Sake kasu can be beneficial for cosmetic use due to the high amount of triacylglycerols found in freeze-dried sake kazu. Tyrosinase catalytic activity is hindered by the n-hexane extract from freeze-dried sake kasu. Tyrosinase inhibitor was further purified by the n-hexane extract from the freeze-dried sake kasu. This process then causes the n-hexane extract to create a mixture of triacylglycerols, with the property of tyrosinase inhibition. Therefore, sake kasu can be used as an anti-browning material. One of the elements in triacylglycerols called trilinolein is often found in cosmetic products. Based on users' experience, sake kasu can make the users' skin more moisturized and softer, the redness of acne and the color of age spots faded, and the pores are tightened.

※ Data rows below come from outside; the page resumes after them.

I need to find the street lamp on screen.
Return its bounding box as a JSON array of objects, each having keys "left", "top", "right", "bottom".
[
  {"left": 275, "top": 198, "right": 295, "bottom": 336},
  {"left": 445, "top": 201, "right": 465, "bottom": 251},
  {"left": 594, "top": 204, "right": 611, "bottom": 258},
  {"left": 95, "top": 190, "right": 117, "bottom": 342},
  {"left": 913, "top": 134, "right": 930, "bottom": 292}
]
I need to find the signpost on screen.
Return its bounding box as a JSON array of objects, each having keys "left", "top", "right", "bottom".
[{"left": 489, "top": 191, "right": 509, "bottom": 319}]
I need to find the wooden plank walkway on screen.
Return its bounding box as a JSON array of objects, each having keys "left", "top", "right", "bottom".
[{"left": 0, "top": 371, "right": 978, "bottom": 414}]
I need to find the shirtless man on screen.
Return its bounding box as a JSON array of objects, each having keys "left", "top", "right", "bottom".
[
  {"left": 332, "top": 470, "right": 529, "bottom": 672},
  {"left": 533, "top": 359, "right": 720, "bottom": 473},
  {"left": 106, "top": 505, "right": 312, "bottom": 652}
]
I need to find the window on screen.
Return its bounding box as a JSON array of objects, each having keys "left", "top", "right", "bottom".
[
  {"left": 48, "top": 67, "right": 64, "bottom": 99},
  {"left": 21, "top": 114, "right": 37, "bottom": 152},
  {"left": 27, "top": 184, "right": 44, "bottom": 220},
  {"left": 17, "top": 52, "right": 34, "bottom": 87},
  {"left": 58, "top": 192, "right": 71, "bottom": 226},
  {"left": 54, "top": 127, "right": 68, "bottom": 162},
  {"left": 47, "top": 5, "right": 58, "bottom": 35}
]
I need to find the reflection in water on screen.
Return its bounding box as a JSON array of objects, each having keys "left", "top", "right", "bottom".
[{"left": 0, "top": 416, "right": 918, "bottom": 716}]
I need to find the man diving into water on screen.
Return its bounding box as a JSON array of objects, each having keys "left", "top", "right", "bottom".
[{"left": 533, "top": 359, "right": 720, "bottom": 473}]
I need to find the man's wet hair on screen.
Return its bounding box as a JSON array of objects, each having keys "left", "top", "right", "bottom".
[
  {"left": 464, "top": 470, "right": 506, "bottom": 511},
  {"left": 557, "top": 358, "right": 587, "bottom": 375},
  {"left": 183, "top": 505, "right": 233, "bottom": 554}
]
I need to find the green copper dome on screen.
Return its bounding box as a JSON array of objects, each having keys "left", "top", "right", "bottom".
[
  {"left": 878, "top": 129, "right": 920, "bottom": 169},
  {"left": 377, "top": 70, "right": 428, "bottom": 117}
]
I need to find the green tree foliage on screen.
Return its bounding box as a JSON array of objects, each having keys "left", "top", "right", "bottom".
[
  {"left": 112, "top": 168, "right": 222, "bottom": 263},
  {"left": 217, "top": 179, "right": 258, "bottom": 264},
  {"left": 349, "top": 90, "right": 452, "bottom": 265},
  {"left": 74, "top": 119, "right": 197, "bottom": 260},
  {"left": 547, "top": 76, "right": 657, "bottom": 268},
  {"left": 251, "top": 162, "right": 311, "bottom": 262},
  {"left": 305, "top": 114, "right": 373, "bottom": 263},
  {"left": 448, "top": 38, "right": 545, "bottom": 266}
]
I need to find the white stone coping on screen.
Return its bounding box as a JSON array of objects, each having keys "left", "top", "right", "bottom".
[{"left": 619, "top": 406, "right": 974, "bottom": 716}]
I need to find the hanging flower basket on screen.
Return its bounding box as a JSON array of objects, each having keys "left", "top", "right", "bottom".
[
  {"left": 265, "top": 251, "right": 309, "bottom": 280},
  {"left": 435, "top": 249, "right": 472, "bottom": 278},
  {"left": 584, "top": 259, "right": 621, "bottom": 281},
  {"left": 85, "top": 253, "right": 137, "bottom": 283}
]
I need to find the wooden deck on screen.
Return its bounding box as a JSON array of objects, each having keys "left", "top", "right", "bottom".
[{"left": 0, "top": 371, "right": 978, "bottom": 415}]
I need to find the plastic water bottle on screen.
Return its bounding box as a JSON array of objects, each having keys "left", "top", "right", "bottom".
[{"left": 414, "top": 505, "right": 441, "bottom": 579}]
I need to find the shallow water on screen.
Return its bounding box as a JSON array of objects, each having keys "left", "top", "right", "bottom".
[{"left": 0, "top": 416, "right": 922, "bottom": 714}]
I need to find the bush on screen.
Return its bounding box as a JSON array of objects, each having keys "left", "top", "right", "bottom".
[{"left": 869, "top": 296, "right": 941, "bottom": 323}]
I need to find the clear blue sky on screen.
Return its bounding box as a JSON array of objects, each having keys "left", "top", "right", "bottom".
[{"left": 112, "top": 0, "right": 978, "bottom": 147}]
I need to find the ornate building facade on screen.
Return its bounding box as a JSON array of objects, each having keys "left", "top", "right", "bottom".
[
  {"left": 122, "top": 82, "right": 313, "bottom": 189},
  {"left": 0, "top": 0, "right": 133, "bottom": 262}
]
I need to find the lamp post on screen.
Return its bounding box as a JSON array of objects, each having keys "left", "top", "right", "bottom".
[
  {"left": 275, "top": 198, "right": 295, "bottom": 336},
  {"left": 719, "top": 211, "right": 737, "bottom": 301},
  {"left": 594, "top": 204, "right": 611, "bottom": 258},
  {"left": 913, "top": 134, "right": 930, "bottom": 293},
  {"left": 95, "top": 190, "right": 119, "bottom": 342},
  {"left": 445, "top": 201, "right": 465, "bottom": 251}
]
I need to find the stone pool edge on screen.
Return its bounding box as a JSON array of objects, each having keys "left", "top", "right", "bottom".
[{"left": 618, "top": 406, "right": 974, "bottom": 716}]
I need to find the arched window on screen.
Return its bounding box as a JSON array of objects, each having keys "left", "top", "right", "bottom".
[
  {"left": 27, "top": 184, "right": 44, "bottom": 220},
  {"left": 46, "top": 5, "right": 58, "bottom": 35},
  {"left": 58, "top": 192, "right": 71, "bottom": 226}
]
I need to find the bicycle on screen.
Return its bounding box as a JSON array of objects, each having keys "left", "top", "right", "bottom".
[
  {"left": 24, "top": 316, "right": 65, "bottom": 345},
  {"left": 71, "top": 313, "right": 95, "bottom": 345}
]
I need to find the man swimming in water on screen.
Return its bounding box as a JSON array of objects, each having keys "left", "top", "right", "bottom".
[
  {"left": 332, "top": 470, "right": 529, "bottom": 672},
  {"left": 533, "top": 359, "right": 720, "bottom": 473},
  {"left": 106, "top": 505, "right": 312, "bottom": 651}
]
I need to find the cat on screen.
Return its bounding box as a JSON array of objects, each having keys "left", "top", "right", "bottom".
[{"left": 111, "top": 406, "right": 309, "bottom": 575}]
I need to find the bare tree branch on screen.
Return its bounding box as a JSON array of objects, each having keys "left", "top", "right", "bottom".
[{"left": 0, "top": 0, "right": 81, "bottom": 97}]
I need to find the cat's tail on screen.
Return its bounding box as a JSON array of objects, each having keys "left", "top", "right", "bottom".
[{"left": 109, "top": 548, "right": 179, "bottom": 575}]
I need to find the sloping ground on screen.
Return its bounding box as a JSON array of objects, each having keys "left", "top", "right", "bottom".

== The "no waste" culture ==
Sake kasu can be considered as a part of the "no waste" culture in Japan. Sake kasu is the waste produced by sake production, and the Japanese decided to use it because they do not want to waste any of the ingredients. A lot of sake kasu is produced during sake production and a lot of sake kasu is considered as industrial waste and being discarded. In order to reduce the waste produced by the sake kasu in Japan, it is recycled for use in other products. Some breweries sell their sake kasu directly to restaurants or put it into packages sold in convenient stores and supermarkets.

== Mirin kasu ==

Mirin kasu is a by-product created when separating the mirin with the mixture that creates mirin during the brewing process. Mirin is a type of sweet Japanese sake that contains 14% alcohol. It is sweet, syrupy and used for seasoning, marinating, broth making, and glazing. Mirin kasu is mildly sweet compared to the taste of sake kasu. The use of mirin kasu can be traced back to the Edo Period in Japan as a "sweet confectionary". Mirin kasu can also be used as a food ingredient. It can be used as a marinade base for pickled vegetables, fish, and meat; and can also be used for bakery and drinks.

== Mirin kasu nutrition ==
Mirin kasu contains water, alcohol, fat, carbohydrate, and protein. A type of protein called resistant protein can be found in Mirin kasu. Resistant protein is beneficial to the consumers' health because it can improve immunity against lifestyle-related diseases including tumorigenesis, gallstone formation, corpulence hypercholesterolemia, constipation, and improving enteric fermentation of short-chain fatty acids.